To: Mama Bear who wrote (18038)9/22/1999 11:05:00 AM
From: Daniel Chisholm  Read Replies (2) | Respond to of 18263
 
Barb, thanks for the explanation, it makes sense. It is essentially the same as the way the accounting and margining is done at the Canadian brokerages I am familiar with (just about the only difference is that the identification of subaccounts uses different numbers or letters than you have indicated ;-). A lot of the "explanations" I've read about how margining is done at US brokerages just doesn't seem to ring true.

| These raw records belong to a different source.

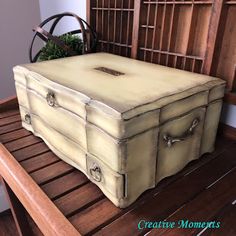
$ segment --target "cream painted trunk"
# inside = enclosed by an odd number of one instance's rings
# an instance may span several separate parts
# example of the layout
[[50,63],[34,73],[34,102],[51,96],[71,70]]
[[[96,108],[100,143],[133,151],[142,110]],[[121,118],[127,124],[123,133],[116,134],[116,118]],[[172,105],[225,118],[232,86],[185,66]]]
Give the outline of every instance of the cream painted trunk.
[[223,80],[95,53],[14,67],[22,125],[118,207],[214,150]]

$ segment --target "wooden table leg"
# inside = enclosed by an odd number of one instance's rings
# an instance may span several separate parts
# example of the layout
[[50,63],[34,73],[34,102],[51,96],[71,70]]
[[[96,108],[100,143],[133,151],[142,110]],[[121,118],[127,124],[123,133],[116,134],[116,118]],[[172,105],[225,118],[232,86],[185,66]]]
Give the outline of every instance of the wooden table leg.
[[2,177],[0,177],[0,179],[5,189],[5,193],[6,193],[19,235],[20,236],[33,235],[33,232],[31,230],[31,227],[26,217],[25,208],[23,207],[21,202],[18,200],[16,195],[13,193],[11,188],[8,186],[8,184],[4,181],[4,179]]

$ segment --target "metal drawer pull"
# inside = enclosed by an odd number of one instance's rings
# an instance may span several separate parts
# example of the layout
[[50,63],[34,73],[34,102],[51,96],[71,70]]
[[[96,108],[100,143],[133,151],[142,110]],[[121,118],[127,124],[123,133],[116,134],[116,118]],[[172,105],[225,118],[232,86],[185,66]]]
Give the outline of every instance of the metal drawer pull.
[[171,137],[168,134],[164,134],[163,135],[163,140],[166,142],[167,146],[170,148],[174,143],[184,141],[189,136],[193,135],[194,130],[198,126],[198,124],[199,124],[199,119],[196,118],[196,119],[193,120],[192,125],[190,126],[190,128],[186,132],[184,132],[184,134],[182,136],[180,136],[180,137]]
[[31,124],[31,117],[30,114],[25,114],[25,122],[30,125]]
[[102,171],[101,168],[97,164],[93,164],[93,166],[89,169],[90,175],[97,182],[101,182],[102,180]]
[[54,107],[56,104],[55,94],[53,92],[49,92],[46,96],[46,100],[49,106]]

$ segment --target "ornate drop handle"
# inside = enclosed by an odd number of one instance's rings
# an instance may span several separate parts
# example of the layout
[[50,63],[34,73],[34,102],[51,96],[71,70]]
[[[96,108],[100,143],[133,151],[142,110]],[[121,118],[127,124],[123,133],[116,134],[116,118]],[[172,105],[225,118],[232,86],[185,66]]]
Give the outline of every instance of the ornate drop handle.
[[56,104],[55,94],[53,92],[48,92],[46,96],[46,100],[49,106],[54,107]]
[[102,180],[102,171],[101,168],[97,164],[93,164],[93,166],[89,169],[90,175],[97,182],[101,182]]
[[170,148],[174,143],[184,141],[189,136],[193,135],[194,129],[198,126],[198,124],[199,124],[199,118],[196,118],[193,120],[192,125],[189,127],[189,129],[187,131],[185,131],[182,136],[171,137],[168,134],[164,134],[163,140],[166,142],[167,146]]

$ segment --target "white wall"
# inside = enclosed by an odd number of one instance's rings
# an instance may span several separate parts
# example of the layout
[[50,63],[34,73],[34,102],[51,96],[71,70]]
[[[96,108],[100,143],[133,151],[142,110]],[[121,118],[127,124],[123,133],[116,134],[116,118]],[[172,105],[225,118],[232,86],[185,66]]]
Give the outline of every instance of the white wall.
[[224,104],[221,114],[221,122],[236,128],[236,106]]
[[[0,99],[14,95],[12,67],[28,62],[32,28],[40,22],[38,1],[7,0],[0,3]],[[0,185],[0,212],[8,208]]]
[[38,1],[0,3],[0,99],[14,95],[12,67],[28,62],[32,28],[40,22]]

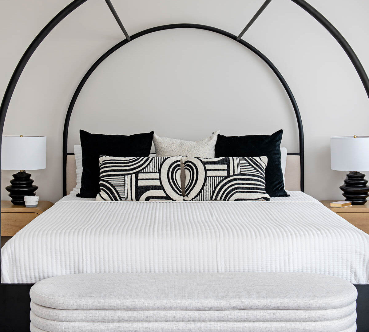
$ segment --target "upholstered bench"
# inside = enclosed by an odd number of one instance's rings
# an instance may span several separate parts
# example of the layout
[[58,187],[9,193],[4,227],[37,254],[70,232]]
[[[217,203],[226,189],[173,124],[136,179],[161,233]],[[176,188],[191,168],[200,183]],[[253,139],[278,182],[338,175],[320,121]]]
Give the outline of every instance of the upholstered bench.
[[72,274],[30,295],[32,332],[356,331],[356,289],[323,274]]

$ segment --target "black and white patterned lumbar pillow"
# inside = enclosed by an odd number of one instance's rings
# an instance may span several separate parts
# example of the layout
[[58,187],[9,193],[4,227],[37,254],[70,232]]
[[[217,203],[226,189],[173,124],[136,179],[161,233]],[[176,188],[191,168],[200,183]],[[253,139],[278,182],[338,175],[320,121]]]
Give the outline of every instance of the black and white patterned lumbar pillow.
[[178,157],[101,156],[97,201],[183,201]]
[[263,157],[182,159],[186,173],[186,201],[270,200],[265,191]]

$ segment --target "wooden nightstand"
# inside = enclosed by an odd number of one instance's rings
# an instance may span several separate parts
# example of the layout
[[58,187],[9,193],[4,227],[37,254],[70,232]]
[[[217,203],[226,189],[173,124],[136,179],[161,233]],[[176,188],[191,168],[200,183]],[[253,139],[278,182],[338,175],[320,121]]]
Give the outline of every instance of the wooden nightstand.
[[331,202],[336,201],[321,201],[320,203],[355,227],[369,234],[369,202],[363,205],[352,205],[344,208],[333,208],[329,206]]
[[10,201],[1,201],[1,246],[17,232],[54,205],[47,201],[40,201],[37,207],[27,208],[24,205],[14,205]]

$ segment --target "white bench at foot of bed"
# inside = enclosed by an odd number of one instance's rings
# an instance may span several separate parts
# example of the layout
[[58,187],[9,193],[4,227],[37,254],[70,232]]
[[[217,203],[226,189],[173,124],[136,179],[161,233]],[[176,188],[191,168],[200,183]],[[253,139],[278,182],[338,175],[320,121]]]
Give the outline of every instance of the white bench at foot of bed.
[[354,332],[348,281],[299,273],[102,273],[31,288],[31,332]]

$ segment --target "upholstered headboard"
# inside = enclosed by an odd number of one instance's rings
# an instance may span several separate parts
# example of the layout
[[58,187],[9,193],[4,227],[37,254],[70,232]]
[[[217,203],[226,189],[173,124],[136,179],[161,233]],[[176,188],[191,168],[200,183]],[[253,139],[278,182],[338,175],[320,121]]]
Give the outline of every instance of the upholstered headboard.
[[[289,155],[286,164],[286,189],[287,190],[300,190],[300,156]],[[76,186],[76,158],[74,155],[67,156],[66,184],[67,194],[69,194]]]

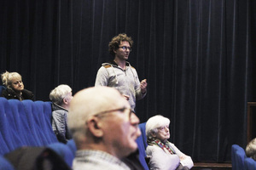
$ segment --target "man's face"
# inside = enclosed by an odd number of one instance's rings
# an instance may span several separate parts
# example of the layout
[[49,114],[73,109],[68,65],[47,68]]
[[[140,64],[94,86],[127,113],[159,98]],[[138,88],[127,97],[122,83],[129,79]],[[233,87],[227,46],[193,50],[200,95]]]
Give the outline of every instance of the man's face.
[[157,128],[156,138],[162,142],[166,142],[170,138],[169,125]]
[[[119,47],[119,48],[116,51],[114,51],[115,57],[119,58],[120,60],[127,60],[131,52],[130,43],[126,41],[120,42]],[[124,48],[126,48],[124,49],[123,47],[125,47]]]
[[[125,99],[125,105],[119,105],[119,108],[130,108]],[[113,154],[119,158],[127,156],[134,152],[137,144],[136,139],[141,135],[138,128],[139,119],[130,109],[118,110],[109,113],[104,118],[104,136],[103,140],[107,145],[113,150]]]
[[24,89],[24,85],[23,85],[22,80],[20,78],[13,79],[11,88],[15,92],[21,92],[21,90]]

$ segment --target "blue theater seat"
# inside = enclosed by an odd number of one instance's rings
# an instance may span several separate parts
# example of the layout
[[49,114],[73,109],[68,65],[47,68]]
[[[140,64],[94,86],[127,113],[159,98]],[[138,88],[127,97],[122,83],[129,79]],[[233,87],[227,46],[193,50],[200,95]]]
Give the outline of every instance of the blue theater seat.
[[1,147],[3,145],[5,148],[3,150],[3,154],[15,149],[15,140],[14,138],[13,127],[10,125],[11,121],[8,116],[12,114],[10,105],[5,98],[0,98],[0,131],[1,131]]
[[15,170],[11,163],[7,161],[3,156],[0,156],[0,169],[1,170]]
[[142,135],[137,139],[136,142],[137,144],[137,147],[139,150],[140,162],[141,162],[143,167],[144,167],[144,169],[148,170],[148,164],[145,160],[145,157],[146,157],[145,150],[148,146],[145,126],[146,126],[146,122],[143,122],[143,123],[139,124],[139,128],[141,130]]
[[59,156],[61,156],[61,157],[64,159],[69,167],[72,167],[74,155],[68,145],[62,143],[53,143],[48,144],[47,147],[55,150],[57,154],[59,154]]
[[244,166],[246,170],[256,170],[256,162],[250,157],[245,158]]
[[232,170],[244,170],[245,158],[246,154],[244,149],[237,144],[233,144],[231,147]]

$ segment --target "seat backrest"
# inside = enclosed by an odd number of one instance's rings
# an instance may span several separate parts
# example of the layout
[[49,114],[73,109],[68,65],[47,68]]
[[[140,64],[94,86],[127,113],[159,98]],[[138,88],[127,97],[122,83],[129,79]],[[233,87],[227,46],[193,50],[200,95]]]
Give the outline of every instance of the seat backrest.
[[51,127],[51,103],[0,97],[0,155],[21,146],[58,142]]
[[244,166],[246,170],[256,170],[256,162],[250,157],[245,158]]
[[73,155],[73,150],[71,150],[71,148],[68,145],[57,142],[49,144],[47,145],[47,147],[55,150],[59,156],[61,156],[61,157],[64,159],[64,161],[69,167],[72,167],[73,160],[75,156]]
[[146,148],[148,146],[147,144],[147,137],[146,137],[146,132],[145,132],[145,126],[146,122],[143,122],[139,124],[139,129],[141,130],[142,135],[139,136],[136,142],[137,144],[138,150],[139,150],[139,160],[143,167],[145,170],[148,169],[148,166],[146,162]]
[[244,160],[246,154],[244,149],[237,144],[233,144],[231,148],[232,170],[244,170]]
[[40,128],[44,131],[44,134],[46,140],[45,144],[58,142],[57,138],[51,127],[51,103],[38,100],[35,101],[34,104],[38,110],[38,114],[36,115],[40,120]]
[[15,149],[15,140],[13,136],[13,127],[10,126],[8,116],[11,115],[10,105],[5,98],[0,98],[0,145],[3,146],[2,155],[9,150]]
[[6,89],[5,86],[0,85],[0,96],[2,96],[3,90],[5,90],[5,89]]
[[0,156],[0,169],[15,170],[11,163],[7,159],[5,159],[3,156]]

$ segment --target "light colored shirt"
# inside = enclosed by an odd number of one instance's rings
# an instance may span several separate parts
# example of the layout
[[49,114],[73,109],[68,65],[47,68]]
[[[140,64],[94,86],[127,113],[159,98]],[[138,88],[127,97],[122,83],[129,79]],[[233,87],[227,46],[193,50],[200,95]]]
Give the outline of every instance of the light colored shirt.
[[142,99],[146,95],[141,91],[136,69],[128,62],[125,70],[113,64],[103,63],[98,70],[95,86],[108,86],[116,88],[122,94],[128,95],[128,102],[132,110],[135,109],[136,100]]
[[[194,166],[190,156],[181,152],[173,144],[168,143],[174,150],[175,154],[172,155],[165,151],[156,144],[148,145],[146,150],[147,156],[150,157],[150,170],[175,170],[179,163],[189,169]],[[180,157],[183,157],[181,160]]]

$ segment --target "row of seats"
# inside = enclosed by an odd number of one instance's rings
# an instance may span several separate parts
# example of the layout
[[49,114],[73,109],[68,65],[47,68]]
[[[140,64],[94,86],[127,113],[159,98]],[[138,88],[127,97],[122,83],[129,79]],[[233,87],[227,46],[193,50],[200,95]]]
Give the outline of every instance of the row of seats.
[[51,102],[6,99],[0,97],[0,170],[14,169],[4,155],[24,146],[54,150],[69,165],[75,156],[73,140],[58,142],[51,128]]
[[[76,145],[73,139],[64,144],[59,143],[51,128],[51,102],[6,99],[0,97],[0,170],[14,170],[3,156],[22,146],[45,146],[59,154],[72,167]],[[145,170],[147,139],[145,122],[141,123],[142,131],[137,143],[139,159]]]
[[256,162],[247,157],[244,149],[237,144],[232,145],[231,160],[233,170],[256,170]]

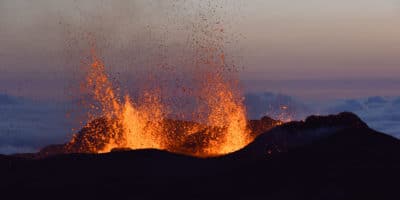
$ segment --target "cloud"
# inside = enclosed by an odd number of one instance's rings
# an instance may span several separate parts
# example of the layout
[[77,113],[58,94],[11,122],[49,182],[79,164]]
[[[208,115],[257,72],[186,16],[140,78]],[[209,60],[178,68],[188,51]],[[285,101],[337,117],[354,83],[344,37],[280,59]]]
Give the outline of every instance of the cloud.
[[[250,118],[268,115],[275,119],[303,120],[313,114],[354,112],[371,128],[400,138],[400,97],[372,96],[312,102],[266,92],[246,95],[245,105]],[[288,108],[282,109],[282,106]]]
[[69,137],[66,105],[0,94],[0,154],[33,152]]

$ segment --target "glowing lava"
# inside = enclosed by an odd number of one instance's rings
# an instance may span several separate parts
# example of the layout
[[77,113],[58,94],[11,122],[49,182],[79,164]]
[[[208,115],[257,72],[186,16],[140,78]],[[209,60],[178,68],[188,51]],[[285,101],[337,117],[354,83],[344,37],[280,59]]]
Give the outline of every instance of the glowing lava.
[[91,54],[83,84],[92,97],[88,123],[81,131],[84,134],[75,135],[68,144],[70,152],[154,148],[209,157],[237,151],[252,140],[242,101],[221,76],[208,76],[202,88],[208,106],[204,124],[173,121],[166,118],[168,106],[161,101],[159,90],[144,91],[138,102],[129,95],[122,99],[104,63],[94,50]]

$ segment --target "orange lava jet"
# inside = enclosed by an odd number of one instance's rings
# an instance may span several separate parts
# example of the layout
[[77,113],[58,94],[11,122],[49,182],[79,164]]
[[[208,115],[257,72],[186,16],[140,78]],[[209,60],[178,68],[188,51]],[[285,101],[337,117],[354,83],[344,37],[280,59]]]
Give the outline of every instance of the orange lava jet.
[[159,90],[144,91],[138,102],[129,95],[122,99],[104,63],[94,50],[91,54],[83,86],[93,101],[85,134],[73,137],[70,152],[154,148],[210,157],[237,151],[252,140],[242,101],[222,76],[209,75],[201,90],[208,109],[204,123],[173,121],[166,118],[168,106],[162,103]]

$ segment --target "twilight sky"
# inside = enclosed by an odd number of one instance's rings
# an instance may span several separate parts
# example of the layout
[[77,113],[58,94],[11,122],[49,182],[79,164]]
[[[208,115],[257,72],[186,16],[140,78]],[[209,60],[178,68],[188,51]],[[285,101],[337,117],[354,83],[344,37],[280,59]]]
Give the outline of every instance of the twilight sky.
[[[228,39],[238,39],[227,52],[244,66],[246,89],[337,98],[400,94],[400,1],[221,2]],[[181,32],[197,5],[196,0],[1,0],[0,93],[62,96],[79,77],[87,50],[81,41],[88,32],[111,71],[129,79],[157,54],[160,42],[174,52],[168,55],[179,54],[175,49],[185,42]]]

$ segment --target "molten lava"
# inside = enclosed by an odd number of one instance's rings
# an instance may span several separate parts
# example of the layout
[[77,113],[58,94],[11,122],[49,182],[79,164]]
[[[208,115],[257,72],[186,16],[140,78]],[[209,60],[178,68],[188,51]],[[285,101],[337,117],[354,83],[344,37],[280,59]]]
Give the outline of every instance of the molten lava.
[[252,140],[242,101],[220,75],[209,76],[201,91],[208,106],[206,121],[174,121],[166,118],[168,106],[159,90],[144,91],[137,102],[129,95],[122,99],[104,63],[94,50],[91,54],[83,84],[92,97],[88,123],[84,134],[75,135],[68,144],[70,152],[154,148],[209,157],[237,151]]

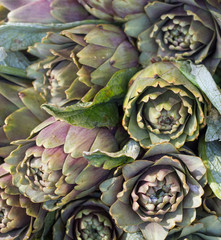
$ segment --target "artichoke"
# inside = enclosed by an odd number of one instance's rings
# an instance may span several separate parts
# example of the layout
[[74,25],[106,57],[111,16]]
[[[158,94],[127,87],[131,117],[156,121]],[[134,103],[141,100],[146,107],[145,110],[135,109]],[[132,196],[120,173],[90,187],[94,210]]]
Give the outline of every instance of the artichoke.
[[140,63],[192,60],[214,73],[220,63],[221,5],[218,1],[150,1],[125,31],[138,39]]
[[115,226],[108,210],[94,197],[68,203],[57,214],[53,239],[120,240],[123,231]]
[[190,226],[174,228],[169,232],[166,240],[208,240],[220,239],[221,219],[216,216],[202,218]]
[[40,58],[29,67],[29,76],[53,103],[90,101],[116,71],[138,64],[135,47],[120,28],[108,24],[49,33],[29,52]]
[[126,21],[139,17],[149,0],[78,0],[97,18],[108,21]]
[[145,239],[165,239],[175,225],[186,226],[202,204],[206,168],[199,157],[163,143],[124,165],[100,185],[101,200],[118,227],[142,231]]
[[0,102],[0,158],[4,159],[16,148],[10,142],[27,138],[48,115],[40,109],[45,100],[30,80],[1,74]]
[[9,22],[66,23],[89,17],[77,0],[0,0],[0,4],[10,10]]
[[129,86],[123,126],[142,147],[171,142],[179,148],[205,126],[207,100],[176,63],[156,62],[135,74]]
[[19,193],[7,167],[0,165],[0,239],[29,239],[42,228],[46,211]]
[[221,217],[221,199],[217,198],[209,186],[204,189],[203,208],[210,214]]
[[32,133],[5,161],[11,165],[13,184],[32,202],[44,203],[44,209],[88,195],[110,174],[83,157],[84,151],[95,149],[117,151],[110,130],[75,127],[51,117]]

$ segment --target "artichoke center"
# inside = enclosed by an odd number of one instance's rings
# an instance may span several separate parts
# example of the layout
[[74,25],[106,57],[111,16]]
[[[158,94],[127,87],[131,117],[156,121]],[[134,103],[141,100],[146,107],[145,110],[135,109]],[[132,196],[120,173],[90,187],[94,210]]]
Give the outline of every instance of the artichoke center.
[[161,130],[170,130],[174,125],[175,120],[173,116],[170,116],[169,112],[162,110],[161,116],[158,118],[158,124],[161,126]]
[[40,185],[44,187],[43,179],[47,179],[45,169],[47,169],[47,166],[42,163],[41,158],[32,158],[28,164],[27,176],[33,178],[38,187]]
[[172,197],[170,194],[170,185],[165,185],[165,180],[157,181],[156,187],[150,187],[146,193],[148,197],[147,204],[158,205],[159,203],[163,203],[165,201],[165,197]]
[[172,22],[162,28],[163,41],[170,50],[186,51],[193,49],[195,40],[193,34],[189,31],[189,23],[179,19],[173,19]]
[[110,240],[110,230],[95,215],[87,215],[81,219],[80,231],[83,240]]
[[8,210],[5,208],[0,208],[0,229],[4,228],[7,223],[10,221],[7,217]]

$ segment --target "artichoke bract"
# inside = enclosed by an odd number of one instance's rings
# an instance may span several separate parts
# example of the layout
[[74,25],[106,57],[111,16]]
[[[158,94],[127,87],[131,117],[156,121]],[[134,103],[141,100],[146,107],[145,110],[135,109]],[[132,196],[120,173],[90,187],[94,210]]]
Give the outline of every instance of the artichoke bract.
[[205,126],[208,101],[175,63],[156,62],[132,77],[123,108],[123,126],[142,147],[179,148]]
[[221,219],[216,216],[202,218],[190,226],[174,228],[170,231],[166,240],[182,239],[220,239]]
[[54,210],[97,189],[109,171],[88,164],[84,151],[112,152],[118,144],[106,128],[75,127],[53,117],[37,126],[5,161],[13,184],[32,202]]
[[[4,76],[4,77],[2,77]],[[25,139],[48,114],[40,109],[45,100],[34,91],[30,81],[0,76],[0,158],[16,148],[10,142]],[[8,78],[8,79],[7,79]]]
[[89,13],[77,0],[0,0],[10,10],[9,22],[57,23],[89,18]]
[[127,21],[140,16],[149,0],[78,0],[97,18],[108,21]]
[[118,227],[142,231],[145,239],[165,239],[175,225],[186,226],[202,204],[206,168],[199,157],[172,144],[150,148],[100,185],[101,200]]
[[123,231],[109,215],[109,208],[98,198],[83,198],[62,208],[53,225],[53,239],[119,240]]
[[40,60],[28,69],[38,89],[51,102],[90,101],[121,69],[138,65],[138,52],[124,32],[113,25],[82,25],[49,33],[29,48]]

From your explanation though, it sounds like there is an opportunity cost of $5 per share of "frozen capital" in order to stay short a low-price stock. So even though you can earn (say) 4% on this frozen capital, it is not yours to do with as you please (e.g., withdraw it, invest it otherwise), and if you are able to generate substantially more than a 4% ROE on your trading capital it may very well be worth your while to cover, pay the taxes, and move on with more attractive uses for this capital.

Does anyone know of US brokerages that have more sensible margin requirements for shorting or staying short low-price stocks?

- Daniel



To: Mama Bear who wrote (18038)9/22/1999 5:07:00 PM
From: dumbmoney  Respond to of 18263
 
Daniel, the only non interest bearing portion of a short sale in my account is the actual proceeds of the sale. To use your numbers, short sell 1000 ZITL at 11 1/2, and I have to put up 5250 in security. But that security can be in the form of money market cash or any negotiable security. ZITL falls to 1 1/4, and 10250 is released from my type 5 (short) account into my type 1 (cash) account.

That's right. To put it another way, covering the short does not add cash to your account, no matter what the stock price. In fact, covering doesn't really have any effect, unless you are operating at the hairy edge of your buying power.